Published online Nov 21, 2015. doi: 10.3748/wjg.v21.i43.12211
Peer-review started: July 4, 2015
First decision: August 26, 2015
Revised: September 20, 2015
Accepted: October 17, 2015
Article in press: October 20, 2015
Published online: November 21, 2015
The outcome of gallbladder carcinoma is poor, and the overall 5-year survival rate is less than 5%. In early-stage disease, a 5-year survival rate up to 75% can be achieved if stage-adjusted therapy is performed. There is wide geographic variability in the frequency of gallbladder carcinoma, which can only be explained by an interaction between genetic factors and their alteration. Gallstones and chronic cholecystitis are important risk factors in the formation of gallbladder malignancies. Factors such as chronic bacterial infection, primary sclerosing cholangitis, an anomalous junction of the pancreaticobiliary duct, and several types of gallbladder polyps are associated with a higher risk of gallbladder cancer. There is also an interesting correlation between risk factors and the histological type of cancer. However, despite theoretical risk factors, only a third of gallbladder carcinomas are recognized preoperatively. In most patients, the tumor is diagnosed by the pathologist after a routine cholecystectomy for a benign disease and is termed ‘‘incidental or occult gallbladder carcinoma’’ (IGBC). A cholecystectomy is performed frequently due to the minimal invasiveness of the laparoscopic technique. Therefore, the postoperative diagnosis of potentially curable early-stage disease is more frequent. A second radical re-resection to complete a radical cholecystectomy is required for several IGBCs. However, the literature and guidelines used in different countries differ regarding the radicality or T-stage criteria for performing a radical cholecystectomy. The NCCN guidelines and data from the German registry (GR), which records the largest number of incidental gallbladder carcinomas in Europe, indicate that carcinomas infiltrating the muscularis propria or beyond require radical surgery. According to GR data and current literature, a wedge resection with a combined dissection of the lymph nodes of the hepatoduodenal ligament is adequate for T1b and T2 carcinomas. The reason for a radical cholecystectomy after simple CE in a formally R0 situation is either occult invasion or hepatic spread with unknown lymphogenic dissemination. Unfortunately, there are diverse interpretations and practices regarding stage-adjusted therapy for gallbladder carcinoma. The current data suggest that more radical therapy is warranted.

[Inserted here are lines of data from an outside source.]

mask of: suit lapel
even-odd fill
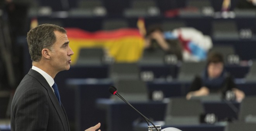
[[[62,123],[64,130],[67,130],[67,120],[66,119],[65,114],[64,114],[64,111],[62,109],[61,106],[60,105],[58,99],[57,98],[56,96],[55,96],[55,94],[52,91],[51,87],[47,82],[47,81],[46,81],[45,79],[40,73],[32,69],[30,69],[28,74],[33,76],[38,80],[38,81],[46,89],[50,98]]]

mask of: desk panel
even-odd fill
[[[131,131],[134,121],[140,117],[137,113],[133,111],[133,109],[124,102],[116,102],[105,99],[98,99],[96,102],[99,108],[105,109],[107,111],[107,130],[108,131]],[[167,104],[166,102],[147,101],[130,103],[146,117],[152,118],[154,121],[164,120]],[[225,102],[204,102],[202,104],[206,113],[214,113],[218,118],[220,118],[219,120],[220,121],[225,120],[225,118],[237,117],[237,114],[232,113],[232,109]],[[237,108],[239,106],[238,103],[232,104]],[[239,109],[238,108],[238,109]],[[194,128],[200,130],[200,127]],[[221,129],[221,127],[219,128]]]

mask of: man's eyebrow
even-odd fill
[[[64,43],[64,44],[63,44],[62,45],[67,45],[67,44],[68,44],[69,43],[69,41],[68,41],[68,42],[66,42]]]

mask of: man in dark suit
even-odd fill
[[[70,67],[74,54],[66,30],[43,24],[27,37],[32,69],[17,88],[12,102],[12,131],[70,131],[69,122],[54,79]],[[95,131],[98,123],[85,131]],[[100,130],[99,130],[100,131]]]

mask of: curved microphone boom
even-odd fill
[[[158,131],[158,129],[156,127],[156,126],[155,125],[154,123],[150,120],[149,118],[147,118],[146,117],[145,117],[145,116],[144,116],[143,114],[142,114],[140,112],[138,111],[136,109],[135,109],[133,106],[132,106],[128,101],[127,101],[121,95],[120,95],[118,92],[117,92],[117,89],[116,89],[116,88],[114,86],[111,86],[109,88],[109,92],[110,93],[111,93],[113,95],[116,95],[118,97],[119,97],[124,102],[125,102],[126,104],[128,104],[131,107],[133,108],[134,109],[135,109],[137,112],[138,112],[140,116],[145,120],[146,122],[147,122],[147,125],[148,126],[149,126],[149,122],[154,127],[156,128],[156,129],[157,131]]]

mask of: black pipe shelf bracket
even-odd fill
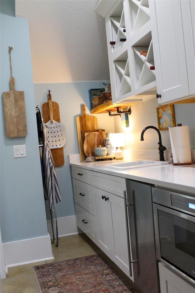
[[[111,117],[112,117],[112,116],[116,116],[117,115],[120,115],[121,117],[121,114],[123,113],[128,113],[129,115],[131,115],[131,109],[130,107],[129,108],[127,111],[120,111],[119,110],[119,108],[121,107],[115,107],[115,108],[116,109],[117,114],[111,114],[111,110],[107,110],[107,112],[108,112],[109,116]]]

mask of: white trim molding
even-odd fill
[[[3,243],[5,264],[8,268],[53,259],[49,234]]]
[[[54,230],[55,236],[56,236],[56,228],[55,219],[53,220]],[[52,230],[50,219],[47,220],[48,230],[49,233],[52,238]],[[63,236],[68,236],[74,234],[83,233],[83,232],[77,226],[76,215],[57,218],[57,224],[58,236],[61,237]]]

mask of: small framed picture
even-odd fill
[[[174,105],[166,105],[156,108],[159,130],[167,130],[176,126]]]

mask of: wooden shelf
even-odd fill
[[[132,103],[118,103],[115,104],[112,104],[112,100],[108,101],[105,103],[104,103],[101,105],[97,106],[90,111],[91,114],[100,114],[101,113],[108,113],[107,112],[108,110],[110,110],[112,112],[116,111],[115,107],[121,107],[120,110],[123,109],[124,108],[127,108],[132,105],[136,104],[135,102]]]

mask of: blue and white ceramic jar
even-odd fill
[[[114,148],[112,147],[112,132],[106,133],[106,137],[105,139],[105,145],[107,149],[107,155],[112,155],[114,153]]]

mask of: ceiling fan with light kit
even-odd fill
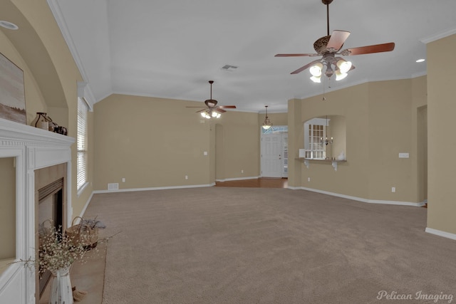
[[[291,72],[291,74],[297,74],[303,70],[309,68],[311,80],[315,83],[320,83],[321,75],[323,73],[331,78],[336,74],[336,80],[341,80],[347,76],[347,73],[355,68],[351,62],[343,59],[341,56],[348,56],[353,55],[370,54],[373,53],[389,52],[394,50],[395,43],[390,42],[388,43],[375,44],[372,46],[360,46],[357,48],[346,48],[340,51],[343,46],[347,38],[350,36],[350,32],[347,31],[333,31],[329,35],[329,4],[333,0],[321,0],[321,2],[326,6],[326,36],[318,38],[314,43],[314,49],[316,53],[291,53],[277,54],[275,57],[316,57],[322,56],[321,58],[307,63],[299,69]]]
[[[217,101],[212,99],[212,83],[214,80],[209,80],[211,85],[211,98],[204,100],[205,107],[186,107],[186,108],[204,108],[204,109],[197,111],[197,113],[201,113],[201,116],[204,118],[219,118],[221,113],[227,112],[224,109],[235,109],[236,105],[217,105]]]

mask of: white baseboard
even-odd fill
[[[450,232],[442,231],[440,230],[437,230],[429,227],[426,227],[425,231],[428,232],[428,234],[435,234],[436,236],[443,236],[444,238],[451,239],[452,240],[456,240],[456,234],[450,234]]]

Core tip: The outcome of gallbladder carcinoma is poor. In patients with early-stage disease, a 5-year survival rate of 75% is possible. Stage-adjusted therapy is key for improving survival. Despite the theoretical risk factors of gallbladder malignancies, only a third of gallbladder carcinomas are recognized preoperatively, and radical re-resection in cases of incidental discoveries of incidental or occult gallbladder carcinomas is often crucial to complete a so called radical cholecystectomy. Unfortunately, there are diverse interpretations and practices regarding stage-adjusted therapy for gallbladder carcinoma patients. The current data suggest that more radical therapy is warranted.